Study design and clinical evaluation

The research protocol was approved by the ethics committee of the Institute of Endocrinology, Metabolism, and Reproduction (Quito, Ecuador). All parents of minors signed Spanish translations of the approved consent forms. Standing height was determined as the mean of three consecutive measurements obtained with a Harpenden stadiometer, and weight was determined after an overnight fast, after subjects had voided. Body mass index (BMI) was defined as weight in kilograms divided by the square of height in centimeters. To assess the effects of sexual development on leptin measurement, subjects in each groups were subdivided by Tanner stages; because of the modest number of subjects of each gender in each category, subjects were grouped as Tanner stage 1–4 or adult.

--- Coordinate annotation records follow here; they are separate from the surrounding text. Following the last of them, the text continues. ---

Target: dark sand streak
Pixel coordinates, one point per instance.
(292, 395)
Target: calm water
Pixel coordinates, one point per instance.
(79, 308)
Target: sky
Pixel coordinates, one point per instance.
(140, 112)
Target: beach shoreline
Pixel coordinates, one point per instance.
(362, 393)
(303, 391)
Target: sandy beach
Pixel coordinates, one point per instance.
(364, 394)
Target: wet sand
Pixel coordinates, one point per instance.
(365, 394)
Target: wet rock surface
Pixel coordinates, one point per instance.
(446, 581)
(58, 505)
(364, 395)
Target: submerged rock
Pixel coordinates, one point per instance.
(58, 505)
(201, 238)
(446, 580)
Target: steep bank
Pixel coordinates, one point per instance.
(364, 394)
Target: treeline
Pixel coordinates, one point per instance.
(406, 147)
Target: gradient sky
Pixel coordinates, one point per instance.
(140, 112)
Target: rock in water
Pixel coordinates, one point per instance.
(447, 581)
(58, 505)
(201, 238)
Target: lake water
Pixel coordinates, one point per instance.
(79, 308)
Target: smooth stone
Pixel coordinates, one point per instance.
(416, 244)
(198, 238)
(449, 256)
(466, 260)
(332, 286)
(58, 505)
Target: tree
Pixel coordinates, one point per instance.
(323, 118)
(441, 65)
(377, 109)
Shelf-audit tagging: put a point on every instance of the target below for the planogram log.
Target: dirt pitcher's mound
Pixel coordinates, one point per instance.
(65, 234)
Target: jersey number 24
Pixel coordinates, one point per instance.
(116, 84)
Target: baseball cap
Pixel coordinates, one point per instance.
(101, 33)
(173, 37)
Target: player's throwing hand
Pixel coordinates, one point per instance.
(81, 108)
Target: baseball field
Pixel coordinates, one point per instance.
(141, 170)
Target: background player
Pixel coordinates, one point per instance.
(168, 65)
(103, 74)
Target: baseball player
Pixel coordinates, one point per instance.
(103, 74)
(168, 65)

After a baseline evaluation, all subjects underwent two sequential 7-d treatments with recombinant human GH (Genentech, Inc., South San Francisco, CA), separated by a 2-wk washout period. Recombinant human GH was given as courses of either 0.025 (low dose test) or 0.050 (high dose test) mg/kg·d in random order, and then, after the washout period, the alternative dosage of GH was administered. Fasting blood samples were drawn under basal conditions and after 4 d (d 5) and 7 d (d 8). After centrifugation, serum samples were kept frozen at -80 C until assay.

Hormone assays

All measurements were performed using commercially available kits (Diagnostics Systems Laboratories, Inc., Webster, TX). IGF-I, IGFBP-3, and leptin levels were measured with noncompetitive sandwich-type assays. A total IGF-I immunoradiometric assay was performed after extraction. The assay sensitivity was 0.8 µg/liter, and intra- and interassay coefficients of variation (CVs) were 1.5–3.4% and 1.5–8.2%, respectively. The IGFBP-3 immunoradiometric assay had a sensitivity of 0.5 µg/liter; the intra- and interassay CVs were 1.8–3.9% and 0.5–1.6%, respectively. Leptin was measured by ELISA and had a sensitivity of 0.05 µg/liter; the intra- and interassay CVs were 1.5–6.2% and 3.3–5.3%, respectively.

Data analysis

Results are presented as the mean ± SEM. Two-tailed unpaired t test and repeated measures ANOVA, followed by Newman-Keuls posttest, were used for comparison among groups. The effects of gender, age, and Tanner stages on serum leptin levels were analyzed by two-way ANOVA. When appropriate, leptin was log-transformed to correct unskewed distribution or expressed as the SD score over the gender-related mean. During GH administration, variations over time were examined with ANOVA for repeated measures and paired t test of areas under the curve (AUCs). Relationships between variables were analyzed using Pearson’s correlation coefficient and multiple linear regression analysis. Significance was set at P < 0.05. Analyses were performed using SPSS 10.0 (SPSS, Inc., Chicago, IL) and PRISM (GraphPad Software, Inc., San Diego, CA).

Results

IGF-I and IGFBP-3 concentrations

Anthropometric and endocrine characteristics are presented in Table 1. Ages were not significantly different among the GHI, GHD, and normal subject groups, whereas GHI heterozygotes were slightly, but significantly, older. The female to male ratio was similar in normal subjects and heterozygous GHI patients; females predominated in the homozygous GHI patients, while males predominated in the GHD group. The mean BMI in the normal control, GHI, and GHD groups were 20.4, 21.0, and 21.1 kg/m², respectively, and were modestly higher in the GHI heterozygotes (23 kg/m²; P < 0.05 compared with controls). In control subjects, IGF-I and IGBFP-3 concentrations were inversely correlated with age (r = -0.48 and r = -0.57, respectively; P < 0.001 in both cases) and BMI values (r = -0.30 and r = -0.37, respectively; P < 0.05 in both cases). Conversely, in homozygous GHI patients both IGF-I (r = 0.52; P < 0.05) and IGFBP-3 (r = 0.57; P < 0.01) levels increased directly with BMI values. IGF-I and IGFBP-3 were positively correlated to each other in all groups (data not shown). As expected, IGF-I and IGFBP-3 levels were significantly lower in homozygous GHI and GHD patients when compared with either the control population or heterozygous GHI subjects (P < 0.0001 in both cases). No gender-related difference in IGF-I and IGFBP-3 levels existed in any of the groups tested.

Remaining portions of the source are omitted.